What differentiates the best data scientists from others? It is their focus on application of data science. The best data scientists I know of, see data science and its application every where they look. They look at this world as an outcome of flow of data and information.
On the other hand, most beginners often ask the question – how do we apply our learning on real life problems?
In this post (and another one following this), I have picked up a real life dataset (Stock Markets in India) and showed how I would use this data to come out with useful insights.
I hope that you will find this useful. The idea is show the vast opportunities present in data science in a simple yet powerful manner. If you can think of more examples like this – let me know in comments below!
For the best results, I would strongly recommend to build the application yourself as you follow the tutorial.
In this article, we will analyze stock market in banking segment based on the bank stocks which are listed in NSE India. Our objective is to find the trends (Seasonal or cyclic) in banking stocks.
In our comparative analysis we will use several packages and the primary focus will be on tidy verse package. The emphasis will be given on grouping with the help of tibble dataframe from tidy verse package. This will help to perform similar operation on multiple groups at a time, hence reducing the code length and computational time.
This article also focuses on API Key, database code search using quandl, and finally how to directly download the data from R Console.
So lets get started!
Note: The code that has been mentioned below is to be run on the R command line for best results.
There are a few things you should take care of before you go on further. Below mentioned are the packages you need to install in the system
If you don’t have any of the packages, then use the below code to install the packages. Modify the packages variable if any of the above packages are already installed.
pckgs<-c("Quandl","Sweep","tidyverse","tidyquant","ggplot","forcats","stringr")
install.packages(pckgs,dependencies = TRUE)
You can then call the necessary packages using the code below
library(Quandl)
library(tidyverse)
library(ggplot2)
library(tidyquant)
library(timetk)
library(forcats)
library(stringr)
library(gganimate)
library(plyr)
library(stringr)
library(gridExtra)
We will be using Quandl is online repository for the core financial, macroeconomic statistics and forex. Quandl has a vast collection of free and open data collected from a variety of organizations: central banks, governments, multinational organizations and more. You can use it without payment and with few restrictions.

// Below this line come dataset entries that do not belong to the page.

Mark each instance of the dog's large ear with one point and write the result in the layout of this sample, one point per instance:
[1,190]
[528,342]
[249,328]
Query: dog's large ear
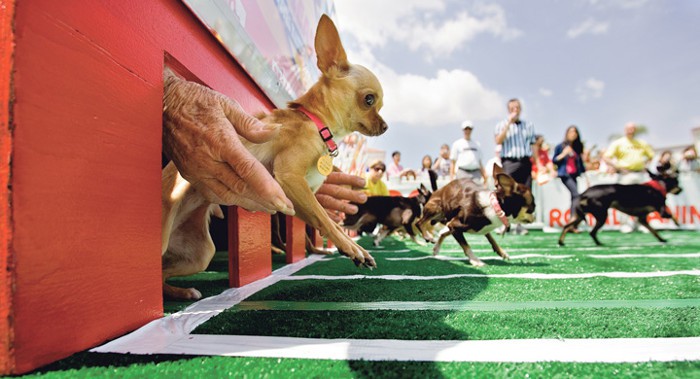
[505,182]
[329,50]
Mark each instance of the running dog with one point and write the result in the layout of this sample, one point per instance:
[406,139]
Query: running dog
[467,207]
[392,212]
[636,200]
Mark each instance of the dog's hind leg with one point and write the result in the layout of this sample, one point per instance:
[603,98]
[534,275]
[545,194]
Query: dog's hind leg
[436,248]
[496,248]
[600,218]
[459,236]
[643,221]
[385,231]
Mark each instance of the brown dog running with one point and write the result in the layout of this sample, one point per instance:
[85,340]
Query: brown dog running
[467,207]
[347,98]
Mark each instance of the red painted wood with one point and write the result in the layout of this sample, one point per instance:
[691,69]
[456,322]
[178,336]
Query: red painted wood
[296,240]
[85,221]
[249,246]
[6,256]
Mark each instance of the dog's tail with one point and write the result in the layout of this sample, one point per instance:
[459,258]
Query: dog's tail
[433,179]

Both Free and Premium data are available. Authenticated Free users have a limit of 300 calls per 10 seconds, 2,000 calls per 10 minutes and a limit of 50,000 calls per day. Premium data subscribers have a limit of 5,000 calls per 10 minutes and a limit of 720,000 calls per day.

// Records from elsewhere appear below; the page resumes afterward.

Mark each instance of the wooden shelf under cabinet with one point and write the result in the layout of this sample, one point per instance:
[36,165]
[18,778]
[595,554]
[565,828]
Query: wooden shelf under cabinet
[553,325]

We will use this online repository to get our data using “Quandl” package directly from the R Console. Quandl package directly interacts with the Quandl API to offer data in a number of formats usable in R, downloading a zip with all data from a Quandl database, and the ability to search.
For More information on Quandl Package, please visit this page.

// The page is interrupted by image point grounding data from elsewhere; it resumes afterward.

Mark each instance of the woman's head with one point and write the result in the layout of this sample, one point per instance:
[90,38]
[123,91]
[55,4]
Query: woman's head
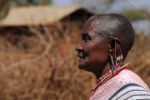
[100,34]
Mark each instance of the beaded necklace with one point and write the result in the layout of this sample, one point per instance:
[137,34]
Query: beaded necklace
[108,75]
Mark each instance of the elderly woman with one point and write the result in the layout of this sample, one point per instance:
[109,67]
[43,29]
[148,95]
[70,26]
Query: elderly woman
[106,41]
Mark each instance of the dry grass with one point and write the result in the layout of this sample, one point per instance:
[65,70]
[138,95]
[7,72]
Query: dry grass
[43,65]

To get started with Quandl, create an account and get the quandl API key. Please click here to create an account. Then click on the Login button provided on the top right corner of the screen. Once the registration is complete, please click here to get the API Key.
In our analysis, we have selected following banks
We have selected these banks as they are in the price band of Rs 200 to Rs 500. We will use the following codes to get the data into R console.
Quandl(Code=“NSE/—”,collapse=“—”,start_date=“—-”,type=“…”)
The parameters we use are as follows:
Now we will download the data, add a column “Stock” for the stock identifier, and then we paste the respective stock name in the downloaded dataset. We will then consolidate all stock data into one Master Data frame for analysis
## Setup the Quandl Free Account and API Key, Please copy and paste the API key in order to #authenticate
Quandl.api_key("<Your-API-Key>")
## Download the data Set
ICICI = Quandl("NSE/ICICIBANK",collapse="daily",start_date="2016-09-01",type="raw")
PNB= Quandl("NSE/PNB",collapse="daily",start_date="2016-09-01",type="raw")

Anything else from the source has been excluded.